La City vuelve a bombear
vida tras el verano. Bajé a la ciudad a que la doctora P. me
reconstruyera la pieza número 37. Antes de las vacaciones, me colocó
un empaste medicamentoso. Hoy me ha explicado (últimamente adopta un
claro aire de didactismo médico en sus intervenciones) que tal
emplasto lo inventaron los americanos para que los soldados metidos
en la selva vietnamita pudieran atender sus caries sin necesidad de
tener un equipo odontológico completo a mano. Pensé en Rambo.
Seguramente el lugar
donde mayor expresividad ocular desarrollemos sea en el dentista:
la doctora habla, monologa ante el silencio de su joven aprendiz, que
aspira con tino los deshechos que flotan por la saliva refleja que produce el paciente; habla, habla... Al paciente sólo le queda
asentir con la cabeza, dejar caer las pestañas o remover los ojos en
señal de no se sabe qué. Que si Vietnam, que si blablacar para ir
ayer a la playa con una amiga doctora a la que tampoco le apetecía
conducir, que si las llevó de ida un maestro la mar de simpático y
de vuelta las trajo un ingeniero informático... Todo es
agradablemente neutro en estos soliloquios de jeringa y lima en
ristre. La mujer cree por encima de todo que lo que mueve el procés
en Cataluña son las ganas de dinero. No pierde puntada para
caracterizarlos: “cuando voy a Barcelona de congreso médico, los
primeros que están en la sala de conferencia son los catalanes; los
primeros que se van y no salen con los compañeros son los catalanes.
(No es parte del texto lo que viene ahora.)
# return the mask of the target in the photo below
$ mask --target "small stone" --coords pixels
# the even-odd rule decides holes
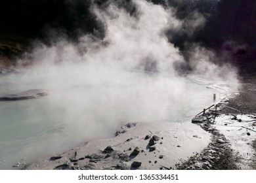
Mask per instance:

Siempre están ahí. Son unos agonías”. El ataque contra los
catalanes (en su totalidad; aquí no hay ni buenos ni regulares ni
malos) lleva a ciertas personas a ir contra alguna de sus virtudes:
la seriedad y el trabajo. Me dice también que su hijo tuvo una novia
catalana y que sus padres eran (lo dice con extrañeza) gente muy
correcta y educada. Todo esto me sorprende, la verdad. Convivo con
nacionalistas gran parte del año (gallegos, esos tan simpáticos que
parecen que ni siquiera tienen señas identitarias de nación) y
también son gente correcta, educada, seria y trabajadora. A la sazón
son los abuelos de nuestro hijo Santiago.
Antes de salir de la
consulta, me guiña un ojo y me dice que la de ahora, la novia de su
vástago, es tailandesa. Parece que así la cosa es menos
problemática. Tal vez no sepa que existe un turismo dental al Reino de Siam que está vaciando las consultas de occidente.
Me marcho. Voy al frutero
Marcelo, rumano afincado en La Algaba y gran descriptor del producto
que vende. Como sabe de mi debilidad por las naranjas, siempre que
paso por allí, me hace un rápida relación de procedencia, sabor y
durabilidad de las que me llevo. Hoy eran de Portugal. “Muy ricas.
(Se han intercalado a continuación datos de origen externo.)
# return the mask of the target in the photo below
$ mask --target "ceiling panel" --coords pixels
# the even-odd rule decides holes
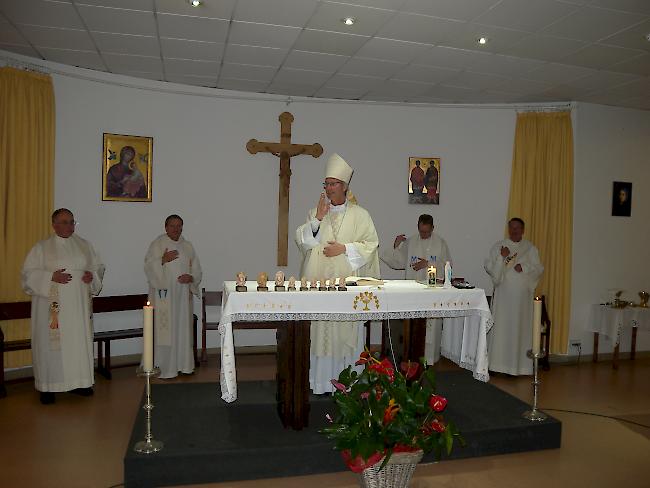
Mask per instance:
[[[40,48],[39,51],[48,61],[79,66],[80,68],[106,71],[106,64],[97,51],[79,51],[72,49]]]
[[[4,0],[0,2],[2,13],[14,24],[33,24],[48,27],[83,29],[77,11],[69,3],[43,0]]]
[[[406,0],[402,10],[455,20],[474,20],[501,0]]]
[[[545,28],[544,34],[595,42],[646,20],[642,14],[631,14],[602,8],[583,7]]]
[[[341,56],[338,54],[310,53],[307,51],[293,50],[287,56],[284,66],[297,69],[336,71],[348,59],[350,59],[349,56]]]
[[[160,39],[165,58],[197,59],[221,61],[224,44],[222,42],[186,41],[183,39]]]
[[[93,32],[92,37],[100,51],[107,53],[138,54],[159,56],[160,44],[153,36],[134,36],[131,34],[109,34]]]
[[[307,28],[372,36],[394,15],[392,10],[323,2],[307,23]],[[345,17],[354,17],[357,21],[345,25],[342,22]]]
[[[339,32],[304,30],[298,36],[293,48],[300,51],[352,56],[368,39],[365,36]]]
[[[588,99],[648,110],[648,34],[650,0],[0,0],[8,58],[413,103]]]
[[[270,82],[277,69],[272,66],[254,66],[250,64],[224,63],[220,76],[223,78],[241,78],[243,80],[257,80]]]
[[[58,29],[35,25],[18,25],[18,30],[34,46],[94,51],[95,43],[85,30]]]
[[[303,27],[316,10],[318,0],[239,0],[234,20]]]
[[[376,76],[377,78],[390,78],[406,66],[405,63],[393,61],[380,61],[378,59],[350,58],[339,70],[346,75]]]
[[[284,58],[287,57],[288,52],[288,49],[276,47],[243,46],[228,43],[223,59],[226,63],[280,66]]]
[[[215,61],[165,58],[163,64],[167,75],[212,76],[216,81],[219,73],[219,63]]]
[[[226,42],[227,20],[183,15],[158,14],[158,31],[161,37],[192,41]]]
[[[203,0],[200,7],[192,7],[185,0],[155,0],[156,11],[165,14],[189,15],[230,20],[235,0]]]
[[[158,72],[162,70],[160,58],[126,54],[104,54],[104,61],[112,73],[125,71]]]
[[[155,36],[156,20],[153,12],[108,7],[77,5],[86,27],[91,31],[119,32]]]
[[[478,24],[537,32],[579,7],[555,0],[503,0],[475,19]]]
[[[300,34],[297,27],[286,27],[251,22],[233,22],[228,42],[246,46],[290,48]]]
Ya hay un tío en Guillena que las está cogiendo verdes para
madurarlas en cámaras y venderlas antes y más caras. La gente
flipa”. Me lo dice con su acento chispeante de rumano de La Algaba.
No voy a decir nada al respecto porque es zafiamente simple, pero
comparen el párrafo de arriba sobre los catalanes (y otras formas de vida) y este otro del
prohombre naranjero. Nada más, jóvenes. Good night.